In sintesi: molti cibi umani, come cipolla, aglio, cioccolato, caffeina, uva e uvetta e alcol, sono tossici per il gatto, che ha un metabolismo diverso dal nostro. Il latte, pur non velenoso, è mal tollerato dal gatto adulto e va evitato, così come dolcificanti, cibi crudi, ossi e avanzi elaborati. I sintomi di intossicazione variano e non sempre sono immediati. In caso di ingestione, la regola è contattare subito il veterinario o un centro antiveleni, senza indurre il vomito da soli. La miglior difesa è tenere questi alimenti fuori dalla portata del gatto.
Molti cibi umani, innocui o salutari per noi, sono pericolosi o tossici per il gatto, che ha un metabolismo diverso e un corpo piccolo. Cipolla, aglio, porro, scalogno ed erba cipollina possono danneggiare i globuli rossi e causare anemia, in ogni forma e anche nascosti in sughi e piatti pronti. Cioccolato e caffeina, di caffè, tè e bevande energetiche, sono sostanze che il gatto smaltisce a fatica, con possibili effetti su cuore e sistema nervoso. Uva e uvetta sono associate a possibili danni ai reni e vanno evitate del tutto. Il latte, pur non essendo un veleno, è mal digerito dal gatto adulto e può dare diarrea: è un falso mito, da archiviare. Da evitare anche alcol, molto pericoloso, dolcificanti artificiali, impasti lievitati, alcuni cibi crudi, ossi, sale in eccesso e avanzi elaborati. I sintomi di intossicazione, come vomito, diarrea, salivazione, debolezza, tremori, difficoltà respiratorie, gengive pallide, convulsioni o collasso, variano e non sempre sono immediati. La regola d’oro, in caso di ingestione, è contattare subito il veterinario o un centro antiveleni, senza aspettare i sintomi, senza indurre il vomito da soli e senza rimedi fai da te; utile riferire cosa e quanto è stato ingerito. La prevenzione, cioè tenere questi alimenti fuori dalla portata del gatto, resta la difesa migliore.

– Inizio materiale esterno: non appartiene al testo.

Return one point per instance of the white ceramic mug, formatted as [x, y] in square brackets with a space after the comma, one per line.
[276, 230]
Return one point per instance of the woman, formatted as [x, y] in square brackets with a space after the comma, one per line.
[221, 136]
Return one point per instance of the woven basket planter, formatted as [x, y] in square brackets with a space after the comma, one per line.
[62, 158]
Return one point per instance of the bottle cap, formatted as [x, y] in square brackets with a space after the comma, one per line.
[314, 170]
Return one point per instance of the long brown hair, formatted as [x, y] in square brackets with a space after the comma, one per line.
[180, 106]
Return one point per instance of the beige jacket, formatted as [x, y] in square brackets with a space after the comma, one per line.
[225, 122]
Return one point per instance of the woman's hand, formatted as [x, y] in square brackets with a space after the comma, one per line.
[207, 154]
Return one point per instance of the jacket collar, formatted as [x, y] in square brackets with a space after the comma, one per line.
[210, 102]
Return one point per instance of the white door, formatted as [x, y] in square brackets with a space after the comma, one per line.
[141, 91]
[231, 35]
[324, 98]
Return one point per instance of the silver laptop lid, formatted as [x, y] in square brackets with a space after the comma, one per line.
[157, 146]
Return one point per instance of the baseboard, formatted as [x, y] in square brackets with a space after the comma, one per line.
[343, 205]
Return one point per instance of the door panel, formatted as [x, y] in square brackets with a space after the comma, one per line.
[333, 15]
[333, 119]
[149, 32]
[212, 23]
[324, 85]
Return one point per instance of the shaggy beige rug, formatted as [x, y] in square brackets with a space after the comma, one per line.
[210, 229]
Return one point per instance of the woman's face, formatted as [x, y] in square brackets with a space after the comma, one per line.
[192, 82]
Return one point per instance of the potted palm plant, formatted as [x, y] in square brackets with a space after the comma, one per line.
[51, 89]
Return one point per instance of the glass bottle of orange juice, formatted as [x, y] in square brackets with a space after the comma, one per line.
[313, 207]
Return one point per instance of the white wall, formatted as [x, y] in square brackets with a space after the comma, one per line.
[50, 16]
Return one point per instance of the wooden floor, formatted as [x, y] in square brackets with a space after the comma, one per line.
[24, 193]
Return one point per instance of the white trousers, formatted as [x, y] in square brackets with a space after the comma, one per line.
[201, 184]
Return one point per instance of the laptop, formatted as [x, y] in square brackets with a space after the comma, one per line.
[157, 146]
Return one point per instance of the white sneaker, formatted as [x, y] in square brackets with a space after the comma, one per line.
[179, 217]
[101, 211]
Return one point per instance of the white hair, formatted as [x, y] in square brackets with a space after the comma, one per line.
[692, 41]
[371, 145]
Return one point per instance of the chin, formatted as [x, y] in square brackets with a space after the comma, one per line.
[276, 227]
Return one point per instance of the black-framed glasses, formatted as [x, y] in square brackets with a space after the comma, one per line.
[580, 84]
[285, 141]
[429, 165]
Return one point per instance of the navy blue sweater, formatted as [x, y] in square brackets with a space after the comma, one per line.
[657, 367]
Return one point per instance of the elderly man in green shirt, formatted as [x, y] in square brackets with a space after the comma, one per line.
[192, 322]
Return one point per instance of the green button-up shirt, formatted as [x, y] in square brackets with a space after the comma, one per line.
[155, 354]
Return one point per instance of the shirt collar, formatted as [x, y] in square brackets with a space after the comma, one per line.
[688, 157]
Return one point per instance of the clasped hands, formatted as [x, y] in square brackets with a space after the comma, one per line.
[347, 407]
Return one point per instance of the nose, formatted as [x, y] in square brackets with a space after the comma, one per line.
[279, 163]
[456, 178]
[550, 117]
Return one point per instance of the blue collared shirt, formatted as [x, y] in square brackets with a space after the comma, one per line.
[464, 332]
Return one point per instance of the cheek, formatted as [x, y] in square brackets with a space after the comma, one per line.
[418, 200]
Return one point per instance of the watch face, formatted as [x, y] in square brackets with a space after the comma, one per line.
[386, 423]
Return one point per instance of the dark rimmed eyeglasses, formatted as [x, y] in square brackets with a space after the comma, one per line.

Questo contenuto ha carattere esclusivamente informativo e non sostituisce in alcun modo il parere del medico veterinario. L’elenco degli alimenti tossici o pericolosi qui riportato non è da considerarsi completo: esistono altri cibi e sostanze rischiosi per il gatto, e in caso di dubbio su un alimento è sempre bene chiedere al veterinario prima di offrirlo. Non esistono quantità “sicure” da dare per scontate: molti di questi alimenti possono essere dannosi anche in piccole quantità o con effetti che non compaiono subito. Se sospetti che il gatto abbia ingerito un alimento tossico, contatta immediatamente il medico veterinario o un centro antiveleni, senza attendere la comparsa dei sintomi: in caso di intossicazione il tempo è determinante. Non indurre il vomito di tua iniziativa e non somministrare rimedi casalinghi, integratori o farmaci per uso umano, perché possono aggravare la situazione; segui invece le indicazioni del veterinario, riferendo, se possibile, cosa e quanto il gatto ha ingerito. Attenzione anche alle piante e ad altre sostanze non alimentari tossiche per il gatto, come i gigli, molto pericolosi. La prevenzione, tenendo alimenti e sostanze tossiche fuori dalla portata del gatto, è la misura più importante. Per qualsiasi dubbio o emergenza, il riferimento è sempre il medico veterinario.